Distributism Rebooted: John Médaille, Wendell Berry and Allan Carlson | Humanum Review


Un interessante saggio di Russell Sparkes sul distributismo.
Da leggere e comprendere.

Viene nominato anche il nostro carissimo amico Stratford Caldecott, cui siamo per sempre grati.

Marco Sermarini

A few years ago I pointed out that the obvious failure of current economic policies had led thinkers of both the political left, and the political right, to look around at forgotten alternatives, and in particular at the attempt by the “Distributist” Movement in the UK in the 1920s and 1930s to put Catholic Social Teaching into practice[1]. It is certainly true to say that the main economic problem of the present day, the massive increase in economic inequality which has fuelled the rise in populist politics, would not have surprised the Distributists of the past, who identified these trends when they were in their youth almost one hundred years ago.
The reader may well be sceptical about whether such an obscure and long-forgotten idea can really explain the major political and economic issue of our time.
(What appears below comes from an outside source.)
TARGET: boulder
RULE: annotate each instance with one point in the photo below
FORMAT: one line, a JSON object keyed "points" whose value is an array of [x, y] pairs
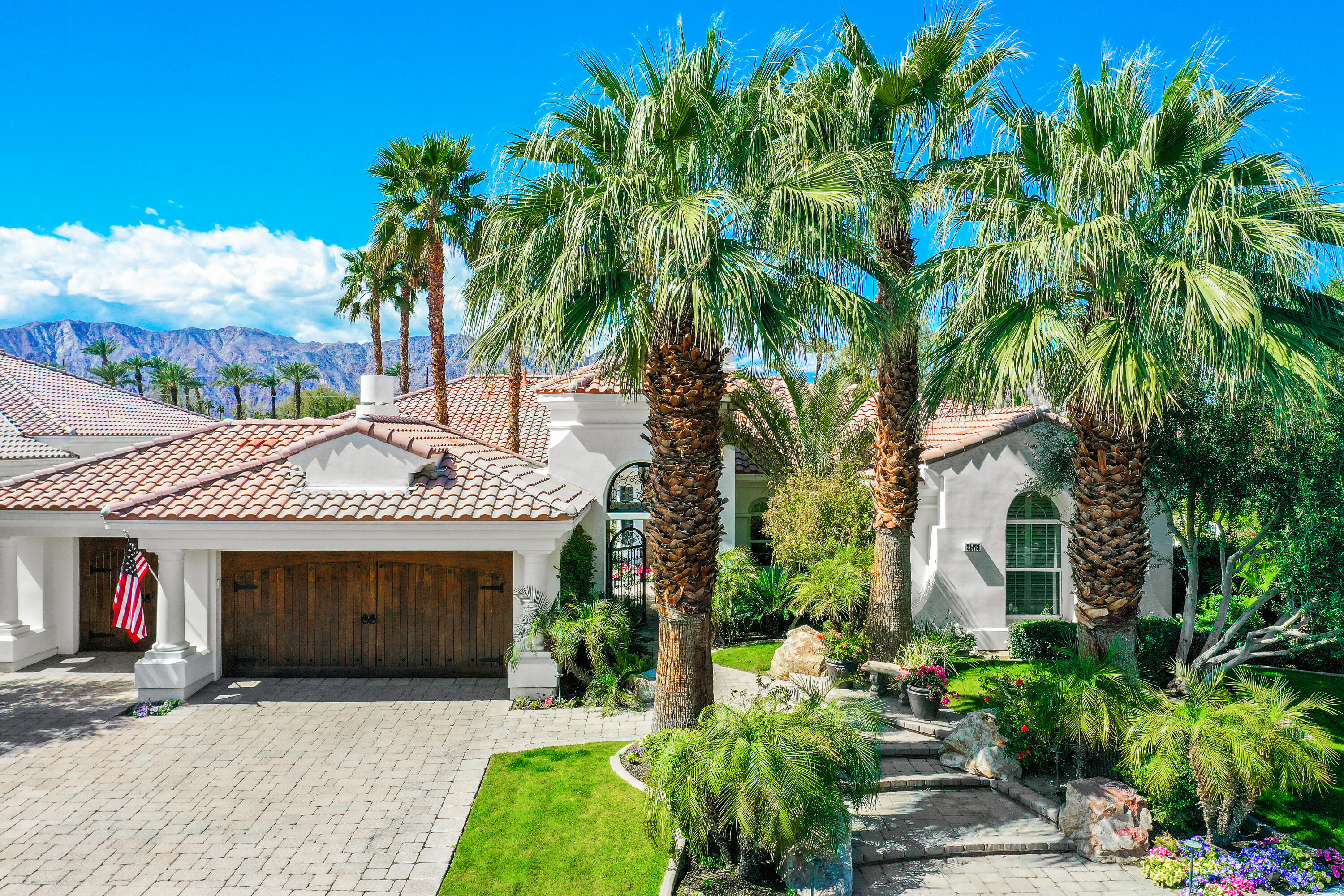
{"points": [[1107, 820], [800, 653], [976, 747]]}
I will therefore initially sketch the main ideas of the original Distributists and then show how they are being taken forward at the present time in the US.

What is Distributism?

“Distributism”, as the name suggests, was an economic and political philosophy which held that property should be as widely distributed, and business as local, as possible, and preferably family-owned. Led by writers G.K. Chesterton and Hilaire Belloc, Distributism flourished in the UK for about twenty-five years until the onset of World War II and was an attempt to propose a humane economic system based upon the principles set out in the first great encyclical on Catholic social teaching, Rerum Novarum (1891).